The “updated in the last month” count reflects how many of those profiles we were able to recrawl.
We no longer crawl profiles when a:
- Profile becomes inactive.
- Profile is banned on Linkedin.
- Profile no longer exists.
Why do some person records not have LinkedIn identifiers?
You may discover a small subset of Linkedin profiles with missing Linkedin Identifiers. This typically happens when a Linkedin profile becomes banned.
How do refresh cycles work?
- Forager data feeds are continuously refreshed on a rolling basis.
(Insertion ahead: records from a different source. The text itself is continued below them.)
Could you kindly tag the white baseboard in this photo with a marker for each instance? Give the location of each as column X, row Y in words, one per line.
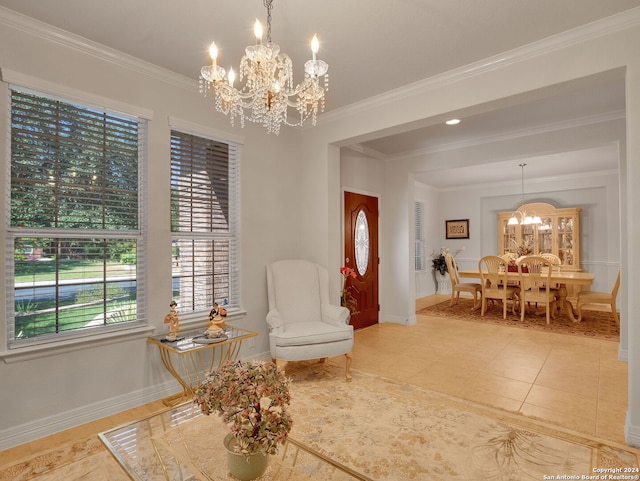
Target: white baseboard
column 39, row 428
column 47, row 426
column 405, row 321
column 631, row 433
We typically recrawl our entire dataset on a 3 week average.
- Delivery schedules (daily, weekly, monthly) control how often the recrawled profiles are delivered to you, not how often the underlying data is refreshed.
- Forager only transfers data to your bucket or tables that was crawled since the last scheduled transfer.
- The
date_updatedfield indicates when the profile was last crawled.
How are deletions handled?
When Forager determines that a record is no longer valid, legally distributable, or should no longer appear in the dataset. The crawlers will no longer update this profile, causing the profile not to be transfered in any future data transfers.
How do schema versions change?
Forager schemas are versioned to ensure stability for downstream pipelines.
When fields are added, structures evolve, or improvements are made, a new schema version is released. The schema version is included in:
- File paths for bucket deliveries
- Table metadata for Snowflake
This allows your data engineering team to:
- Continue using older versions
- Migrate on your timeline
- Validate changes before moving production pipelines
Schema changes are designed to be additive whenever possible, minimizing breaking changes.